Михаил, уже час, «вызванивал» заведующую городским планетарием Зиновьеву, чтобы получить исчерпывающую информацию по комете Бьеркса-Ларсена, приближающейся к Земле. Вообще, что-то непонятное творится с нашей планетой: природные катаклизмы — наводнения, землетрясения, извержения вулканов, ураганы, а также странные миграции животных и птиц; эпидемии, высокая смертность людей, множество локальных войн, социальные потрясения, как, например, в России… Всё это, — объяснила Зиновьева, — есть результат аномальной солнечной активности, которая сейчас имеет место.

«Люди с психическими нарушениями, неустойчивой эмоциональной сферой, — вспомнил Михаил, — в этот сложный период Земли, особенно подвержены вредоносному влиянию Солнца». А у него, кстати, давно уже, — еще со студенческих лет, — депрессивно-тревожные состояния. Лежал даже, в отделении неврозов психиатрической больницы… А черт! Совсем забыл! Нужно еще позвонить, в городскую администрацию, по поводу нового постановления, и в областное УВД, по нашумевшему тройному убийству…

— Игнатич! — как камень, влетел в комнату Шаров, корреспондент из отдела новостей. — Ну, че «мысли» есть? Никитский уже нас поджидает! Возьмём пока, пару бутылок «Шерри», а потом, посмотрим. Я уже двум фифочкам позвонил. Скоро будут.

— Подожди ты! С планетарием нужно закончить! Информация, хоть и короткая, а ответственному секретарю, нужно срочно сдать в номер. Ждёт ведь!

— Ну, давай. Полчаса на «размышления»!

Шаров — одногодка Михаила, — быстрый, холеричный, нервный, — уже сейчас, в сравнительно молодом возрасте, имел большую блестящую лысину. Не смотря на то, что женат, — был отчаянным юбочником, изменял супруге направо и налево. Лицо, постоянно, чем-то озабочено. Заикается.

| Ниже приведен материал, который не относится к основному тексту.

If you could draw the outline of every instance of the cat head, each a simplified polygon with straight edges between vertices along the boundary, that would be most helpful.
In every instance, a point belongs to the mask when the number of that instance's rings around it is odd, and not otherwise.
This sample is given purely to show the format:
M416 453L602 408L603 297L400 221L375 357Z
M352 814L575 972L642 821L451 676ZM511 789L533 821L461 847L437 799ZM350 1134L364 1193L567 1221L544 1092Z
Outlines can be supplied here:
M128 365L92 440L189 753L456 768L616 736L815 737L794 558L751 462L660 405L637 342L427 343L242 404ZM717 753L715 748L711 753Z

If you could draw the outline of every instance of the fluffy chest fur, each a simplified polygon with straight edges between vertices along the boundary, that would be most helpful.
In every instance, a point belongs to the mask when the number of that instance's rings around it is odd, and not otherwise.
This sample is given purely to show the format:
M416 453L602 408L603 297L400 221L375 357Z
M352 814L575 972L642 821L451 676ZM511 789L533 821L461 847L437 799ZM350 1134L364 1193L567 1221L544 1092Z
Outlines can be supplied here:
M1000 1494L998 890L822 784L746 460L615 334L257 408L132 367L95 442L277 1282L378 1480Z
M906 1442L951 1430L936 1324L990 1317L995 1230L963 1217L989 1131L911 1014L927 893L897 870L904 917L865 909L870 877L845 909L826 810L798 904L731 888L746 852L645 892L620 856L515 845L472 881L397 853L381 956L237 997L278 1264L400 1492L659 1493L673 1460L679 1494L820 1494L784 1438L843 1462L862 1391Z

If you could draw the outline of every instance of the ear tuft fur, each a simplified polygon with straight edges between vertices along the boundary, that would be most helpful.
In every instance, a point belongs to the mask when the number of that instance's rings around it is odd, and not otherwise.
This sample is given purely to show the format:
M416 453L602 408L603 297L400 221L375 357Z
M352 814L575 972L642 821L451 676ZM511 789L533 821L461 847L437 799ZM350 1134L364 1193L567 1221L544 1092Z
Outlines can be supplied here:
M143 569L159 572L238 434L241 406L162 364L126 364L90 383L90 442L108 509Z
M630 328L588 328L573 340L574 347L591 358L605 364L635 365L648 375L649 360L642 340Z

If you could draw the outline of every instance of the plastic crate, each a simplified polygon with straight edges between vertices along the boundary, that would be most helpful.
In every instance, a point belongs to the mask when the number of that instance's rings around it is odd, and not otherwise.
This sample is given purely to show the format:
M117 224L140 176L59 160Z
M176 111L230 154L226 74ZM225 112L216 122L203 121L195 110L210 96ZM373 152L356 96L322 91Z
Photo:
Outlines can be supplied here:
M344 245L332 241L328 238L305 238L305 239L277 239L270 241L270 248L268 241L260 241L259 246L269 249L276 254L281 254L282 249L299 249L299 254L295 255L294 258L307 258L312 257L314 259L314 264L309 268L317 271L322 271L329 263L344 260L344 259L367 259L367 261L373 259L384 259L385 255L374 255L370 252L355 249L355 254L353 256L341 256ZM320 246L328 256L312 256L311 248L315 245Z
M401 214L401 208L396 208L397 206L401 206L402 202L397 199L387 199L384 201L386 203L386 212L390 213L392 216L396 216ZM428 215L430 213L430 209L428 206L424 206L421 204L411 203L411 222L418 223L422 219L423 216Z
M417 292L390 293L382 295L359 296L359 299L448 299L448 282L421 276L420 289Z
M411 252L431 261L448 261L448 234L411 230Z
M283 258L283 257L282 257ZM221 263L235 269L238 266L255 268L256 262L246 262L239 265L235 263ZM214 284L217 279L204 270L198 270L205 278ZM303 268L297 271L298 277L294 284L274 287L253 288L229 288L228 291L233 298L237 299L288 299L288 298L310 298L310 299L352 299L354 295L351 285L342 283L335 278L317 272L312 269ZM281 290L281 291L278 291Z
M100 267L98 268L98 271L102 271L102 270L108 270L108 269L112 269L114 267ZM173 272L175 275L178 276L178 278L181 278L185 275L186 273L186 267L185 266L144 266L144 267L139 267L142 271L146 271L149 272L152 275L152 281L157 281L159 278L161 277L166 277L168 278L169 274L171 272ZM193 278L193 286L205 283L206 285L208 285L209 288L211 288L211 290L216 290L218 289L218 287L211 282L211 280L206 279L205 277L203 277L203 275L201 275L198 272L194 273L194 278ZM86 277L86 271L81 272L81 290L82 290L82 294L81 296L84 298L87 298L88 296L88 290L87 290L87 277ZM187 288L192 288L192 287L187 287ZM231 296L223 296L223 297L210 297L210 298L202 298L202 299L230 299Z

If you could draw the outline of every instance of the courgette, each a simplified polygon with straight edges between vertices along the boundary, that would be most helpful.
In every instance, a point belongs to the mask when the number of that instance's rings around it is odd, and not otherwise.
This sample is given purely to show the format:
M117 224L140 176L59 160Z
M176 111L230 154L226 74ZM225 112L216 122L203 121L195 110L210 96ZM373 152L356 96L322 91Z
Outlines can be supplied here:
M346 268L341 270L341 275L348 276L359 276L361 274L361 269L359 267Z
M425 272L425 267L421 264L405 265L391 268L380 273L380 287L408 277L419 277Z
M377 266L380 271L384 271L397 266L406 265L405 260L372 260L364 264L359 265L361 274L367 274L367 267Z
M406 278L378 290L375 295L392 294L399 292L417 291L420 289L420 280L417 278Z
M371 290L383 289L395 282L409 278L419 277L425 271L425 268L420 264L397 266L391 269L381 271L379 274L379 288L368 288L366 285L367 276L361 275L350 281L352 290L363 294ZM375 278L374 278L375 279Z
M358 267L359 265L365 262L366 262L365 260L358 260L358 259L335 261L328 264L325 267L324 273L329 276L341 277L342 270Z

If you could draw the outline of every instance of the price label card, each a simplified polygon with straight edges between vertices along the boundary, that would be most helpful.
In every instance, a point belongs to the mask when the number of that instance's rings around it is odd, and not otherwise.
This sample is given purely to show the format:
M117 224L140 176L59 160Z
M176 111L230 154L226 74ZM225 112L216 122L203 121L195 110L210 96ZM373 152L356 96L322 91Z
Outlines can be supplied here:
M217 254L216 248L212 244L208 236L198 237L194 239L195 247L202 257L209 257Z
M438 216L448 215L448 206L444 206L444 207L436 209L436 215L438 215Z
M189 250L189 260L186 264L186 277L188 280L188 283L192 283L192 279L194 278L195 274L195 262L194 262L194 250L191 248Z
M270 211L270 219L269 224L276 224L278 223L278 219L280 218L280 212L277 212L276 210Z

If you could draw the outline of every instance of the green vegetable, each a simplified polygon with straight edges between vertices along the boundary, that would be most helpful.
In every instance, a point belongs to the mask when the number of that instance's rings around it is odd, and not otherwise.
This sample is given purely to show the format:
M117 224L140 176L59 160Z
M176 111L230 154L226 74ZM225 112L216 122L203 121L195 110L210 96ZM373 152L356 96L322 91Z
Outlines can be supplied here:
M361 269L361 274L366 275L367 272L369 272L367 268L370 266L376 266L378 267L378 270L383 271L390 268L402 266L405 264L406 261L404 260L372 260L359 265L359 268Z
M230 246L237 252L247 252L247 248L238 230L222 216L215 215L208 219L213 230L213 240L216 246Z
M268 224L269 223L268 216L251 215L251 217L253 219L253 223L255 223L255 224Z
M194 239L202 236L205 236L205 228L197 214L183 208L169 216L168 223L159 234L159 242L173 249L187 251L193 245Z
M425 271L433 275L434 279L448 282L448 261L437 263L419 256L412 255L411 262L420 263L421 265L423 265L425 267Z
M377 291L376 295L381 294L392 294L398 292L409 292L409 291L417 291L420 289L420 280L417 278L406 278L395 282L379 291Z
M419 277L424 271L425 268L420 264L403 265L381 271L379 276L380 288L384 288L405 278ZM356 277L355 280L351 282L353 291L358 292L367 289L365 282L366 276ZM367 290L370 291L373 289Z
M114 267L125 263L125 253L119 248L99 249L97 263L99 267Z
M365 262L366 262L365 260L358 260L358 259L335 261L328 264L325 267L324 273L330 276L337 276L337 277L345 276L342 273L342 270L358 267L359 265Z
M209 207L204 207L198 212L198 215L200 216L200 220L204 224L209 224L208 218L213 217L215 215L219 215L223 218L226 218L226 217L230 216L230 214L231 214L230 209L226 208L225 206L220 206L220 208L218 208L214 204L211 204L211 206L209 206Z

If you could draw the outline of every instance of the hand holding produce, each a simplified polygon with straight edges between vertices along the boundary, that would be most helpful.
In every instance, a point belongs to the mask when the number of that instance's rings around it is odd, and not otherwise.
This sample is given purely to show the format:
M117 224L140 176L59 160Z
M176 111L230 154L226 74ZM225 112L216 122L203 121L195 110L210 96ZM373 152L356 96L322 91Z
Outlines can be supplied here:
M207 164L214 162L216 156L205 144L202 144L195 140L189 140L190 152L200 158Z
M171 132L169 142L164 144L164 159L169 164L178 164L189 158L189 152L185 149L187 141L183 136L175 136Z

Весьма неравнодушен к выпивке.

В «Вечерке», стал трудиться недавно, после того дня, как Михаил встретил его, случайно, у газетного киоска на улице. Виталик, имея за плечами журналистский факультет МГУ, маялся без работы. Собственно, Михаил и помог парню с трудоустройством.

— Сегодня всех угощаю. Первая ведь, премия за материал! — Шаров, любовно, стал разливать ликёр по уже приготовленной, «дежурной» таре. — Девочки, как вам у Александра Ивановича? Он у нас, кроме того, что зав. отделом и известная «акула пера», еще и кандидат медицинских наук! Так что, если есть интимные проблемы с «женским здоровьем», милости просим за консультацией!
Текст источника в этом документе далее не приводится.